Business Schools Welcome Students' Partners, Spouses

Dargan Rain learned her husband Rob had been accepted to Harvard Business School before he did. Rob, who was serving in Afghanistan at the time, didn't have computer access, so he couldn't check the Harvard admissions site. He had completed his application in record time before deploying and interviewed with Harvard via satellite phone from a military base. 

"Having been separated for 14 out of the last 24 months, the idea of business school was dreamy for me," Dargan says. "My husband would be stateside; he would have a 'normal' schedule; and we would start our first-ever year lease on an apartment.

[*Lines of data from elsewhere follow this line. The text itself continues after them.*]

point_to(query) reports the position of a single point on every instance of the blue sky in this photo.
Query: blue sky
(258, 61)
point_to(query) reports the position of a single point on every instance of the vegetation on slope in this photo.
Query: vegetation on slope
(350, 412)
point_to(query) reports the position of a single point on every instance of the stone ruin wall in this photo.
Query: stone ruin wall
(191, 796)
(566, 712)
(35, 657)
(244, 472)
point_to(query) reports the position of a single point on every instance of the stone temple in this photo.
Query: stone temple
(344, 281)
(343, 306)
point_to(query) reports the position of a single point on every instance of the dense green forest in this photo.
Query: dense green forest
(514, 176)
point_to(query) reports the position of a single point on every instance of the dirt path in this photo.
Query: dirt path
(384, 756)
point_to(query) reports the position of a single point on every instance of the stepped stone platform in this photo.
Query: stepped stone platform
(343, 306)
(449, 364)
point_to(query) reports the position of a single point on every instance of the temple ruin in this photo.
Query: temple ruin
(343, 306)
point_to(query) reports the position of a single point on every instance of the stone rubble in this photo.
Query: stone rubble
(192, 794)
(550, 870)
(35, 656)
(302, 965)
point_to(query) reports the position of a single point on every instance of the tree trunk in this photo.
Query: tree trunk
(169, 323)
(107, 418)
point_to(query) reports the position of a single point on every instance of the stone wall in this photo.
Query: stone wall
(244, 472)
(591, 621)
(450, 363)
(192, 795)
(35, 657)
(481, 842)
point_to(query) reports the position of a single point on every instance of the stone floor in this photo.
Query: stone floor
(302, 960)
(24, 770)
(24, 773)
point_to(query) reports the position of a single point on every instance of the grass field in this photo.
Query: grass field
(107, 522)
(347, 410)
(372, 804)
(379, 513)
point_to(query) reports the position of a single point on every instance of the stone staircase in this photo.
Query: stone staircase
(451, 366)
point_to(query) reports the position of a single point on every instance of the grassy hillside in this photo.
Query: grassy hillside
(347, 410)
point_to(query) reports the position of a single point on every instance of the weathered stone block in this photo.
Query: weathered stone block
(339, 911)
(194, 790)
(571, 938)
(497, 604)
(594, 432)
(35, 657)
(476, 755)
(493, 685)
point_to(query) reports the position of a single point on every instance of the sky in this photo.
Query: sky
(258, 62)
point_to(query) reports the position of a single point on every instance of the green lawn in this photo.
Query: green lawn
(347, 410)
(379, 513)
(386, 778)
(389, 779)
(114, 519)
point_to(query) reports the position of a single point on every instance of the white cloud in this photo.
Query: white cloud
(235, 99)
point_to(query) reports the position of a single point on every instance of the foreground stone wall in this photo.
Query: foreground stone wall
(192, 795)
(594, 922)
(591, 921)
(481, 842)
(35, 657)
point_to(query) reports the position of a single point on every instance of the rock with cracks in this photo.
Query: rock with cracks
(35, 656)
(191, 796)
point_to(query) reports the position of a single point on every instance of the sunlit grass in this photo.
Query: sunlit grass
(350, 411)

These comforts were something we didn't have before."

While most M.B.A. applicants don't interview remotely from military bases in the Middle East, one aspect of Dargan's experience is the norm at business schools across the country. At Harvard—where Rob is currently finishing his first year—Dargan was pleasantly surprised by the effort the school made to include M.B.A. students' partners and spouses in clubs, off-campus activities, and speaking engagements. "I have felt just as much a part of the HBS community as my husband," she says.

Harvard isn't the only school to have a Partners' Club. At Columbia Business School, the partner group is called Columbia Better Halves, and the website of Northwestern University's Kellogg School of Management states that nearly 40 percent of its students are accompanied by a spouse or a partner.

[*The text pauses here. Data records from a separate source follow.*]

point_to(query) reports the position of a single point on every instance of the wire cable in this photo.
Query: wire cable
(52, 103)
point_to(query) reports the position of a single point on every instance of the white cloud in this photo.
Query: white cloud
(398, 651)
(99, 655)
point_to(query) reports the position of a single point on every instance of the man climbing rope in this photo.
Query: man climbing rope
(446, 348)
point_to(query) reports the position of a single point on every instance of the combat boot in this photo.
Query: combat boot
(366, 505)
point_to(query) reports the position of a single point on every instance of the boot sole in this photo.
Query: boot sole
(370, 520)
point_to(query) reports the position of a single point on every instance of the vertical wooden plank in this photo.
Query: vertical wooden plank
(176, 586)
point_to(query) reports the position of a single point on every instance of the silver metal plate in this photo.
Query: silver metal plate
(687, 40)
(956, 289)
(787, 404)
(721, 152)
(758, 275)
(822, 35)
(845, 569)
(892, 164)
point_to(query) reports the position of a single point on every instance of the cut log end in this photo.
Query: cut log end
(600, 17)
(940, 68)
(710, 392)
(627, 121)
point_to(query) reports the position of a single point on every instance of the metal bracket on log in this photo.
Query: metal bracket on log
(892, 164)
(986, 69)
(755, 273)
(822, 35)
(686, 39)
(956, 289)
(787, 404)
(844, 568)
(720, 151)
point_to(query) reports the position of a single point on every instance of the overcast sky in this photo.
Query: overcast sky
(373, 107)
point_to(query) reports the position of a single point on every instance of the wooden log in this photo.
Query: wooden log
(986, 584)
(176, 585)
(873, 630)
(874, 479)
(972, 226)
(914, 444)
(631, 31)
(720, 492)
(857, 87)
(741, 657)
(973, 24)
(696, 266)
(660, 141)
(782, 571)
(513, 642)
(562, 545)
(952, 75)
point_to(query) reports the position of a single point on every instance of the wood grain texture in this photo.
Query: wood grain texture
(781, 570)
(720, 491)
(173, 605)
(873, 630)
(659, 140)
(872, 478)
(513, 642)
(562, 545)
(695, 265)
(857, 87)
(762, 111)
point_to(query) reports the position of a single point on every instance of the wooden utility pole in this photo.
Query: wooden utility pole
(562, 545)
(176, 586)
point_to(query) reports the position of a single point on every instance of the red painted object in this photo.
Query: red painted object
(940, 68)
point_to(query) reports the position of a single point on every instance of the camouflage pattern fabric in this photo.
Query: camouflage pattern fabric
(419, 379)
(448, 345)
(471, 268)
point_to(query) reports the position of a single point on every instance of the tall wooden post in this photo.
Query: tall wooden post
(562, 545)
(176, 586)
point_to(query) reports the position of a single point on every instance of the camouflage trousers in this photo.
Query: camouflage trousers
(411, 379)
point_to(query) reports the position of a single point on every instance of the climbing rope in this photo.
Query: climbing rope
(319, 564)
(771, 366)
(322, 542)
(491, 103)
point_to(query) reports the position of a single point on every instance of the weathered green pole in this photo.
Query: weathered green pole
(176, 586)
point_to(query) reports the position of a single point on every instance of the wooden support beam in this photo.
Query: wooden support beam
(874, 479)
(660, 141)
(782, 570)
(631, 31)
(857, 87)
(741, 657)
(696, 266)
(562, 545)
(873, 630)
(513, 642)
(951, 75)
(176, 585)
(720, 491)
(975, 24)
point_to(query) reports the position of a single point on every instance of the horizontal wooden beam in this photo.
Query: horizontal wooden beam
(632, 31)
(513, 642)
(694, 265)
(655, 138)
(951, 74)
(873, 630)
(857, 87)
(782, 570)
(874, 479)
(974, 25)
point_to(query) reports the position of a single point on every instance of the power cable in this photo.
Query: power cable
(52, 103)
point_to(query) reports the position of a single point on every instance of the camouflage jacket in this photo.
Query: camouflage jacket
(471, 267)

[Learn about child-friendly college programs for parents.]

Groups for spouses also exist at Cornell University's Johnson Graduate School of Management, Georgetown University's McDonough School of Business, Stanford University's Graduate School of Business, University of North Carolina—Chapel Hill's Kenan-Flagler Business School, and Vanderbilt University's Owen Graduate School of Management.

The M.B.A. Spouse Association at Brigham Young University—Provo's Marriott School of Management makes the claim on its website that BYU offers "the 'most family-friendly' M.B.A. program in the nation." Rebecca Walsman, president of the association, defends that claim by saying that the MBASA provides "almost daily opportunities" for M.B.A. students' spouses to make friends and attend free evening classes and activities.

"I believe this program and spouse association is one of a kind in the country at this time," says Walsman, whose husband is an M.B.A. student. "I personally believe there is no better place for a student who has a family to obtain their M.B.A."